Wij accepteren niet dat huurders een hennepkwekerij in het gehuurde hebben. Wij geven u tot zeven dagen na heden de tijd om de huurovereenkomst op te zeggen.
De huurovereenkomst is naar aanleiding van deze brief niet opgezegd.
g. Bij brief van 10 november 2022 zijn [geïntimeerde] en Parteon namens de burgemeester van de [gemeente] in kennis gesteld van het voornemen om handhavend op te treden en de woning voor een periode van zes maanden te sluiten op grond van artikel 13b eerste lid en onder a Opiumwet (hierna: Opw). In het kader daarvan zijn [geïntimeerde] en Parteon in de gelegenheid gesteld een zienswijze aangaande dit voornemen kenbaar te maken. Daarvan is geen gebruik gemaakt.
h. Bij brief van 29 november 2022 heeft de gemachtigde van Parteon aan de bewindvoerder en [geïntimeerde] onder meer meegedeeld:
Indien de woning daadwerkelijk gesloten wordt, zult u waarschijnlijk moeilijk te bereiken zijn. Om die reden ontbindt Parteon buitengerechtelijk reeds nu voor alsdan, uitsluitend voor het geval de woning daadwerkelijk wordt gesloten, de huurovereenkomst tussen u en Parteon. Kortom, Parteon stuurt u hiermee alvast de ontbindingsverklaring, waarbij de daarin aangezegde ontbinding pas effect zal sorteren op het moment van de feitelijke sluiting van de woning.
i. Op 7 december 2022 heeft de burgemeester van [gemeente] [geïntimeerde] een last onder bestuursdwang opgelegd en heeft hij de sluiting van de woning gelast met ingang van 16 december 2022 voor de duur van zes maanden. Daarbij is meegedeeld dat op die datum het pand zou worden gesloten en verzegeld en dat [geïntimeerde] de woning gedurende zes maanden niet zou mogen betreden.
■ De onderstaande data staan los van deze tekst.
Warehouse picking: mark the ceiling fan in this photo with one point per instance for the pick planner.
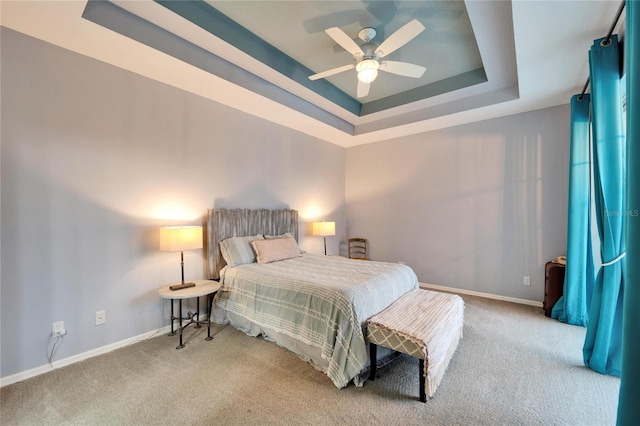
(368, 57)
j. De bewindvoerder heeft bezwaar gemaakt tegen dit besluit en de voorzieningenrechter van de afdeling bestuursrechter van rechtbank Noord-Holland verzocht tot schorsing van dit besluit. Bij uitspraak van 18 januari 2023 heeft de voorzieningenrechter het besluit geschorst tot zes weken nadat op het bezwaar van de bewindvoerder is beslist. In de gedingstukken van dit hoger beroep is steeds door de desbetreffende partij vermeld dat de woning niet is gesloten.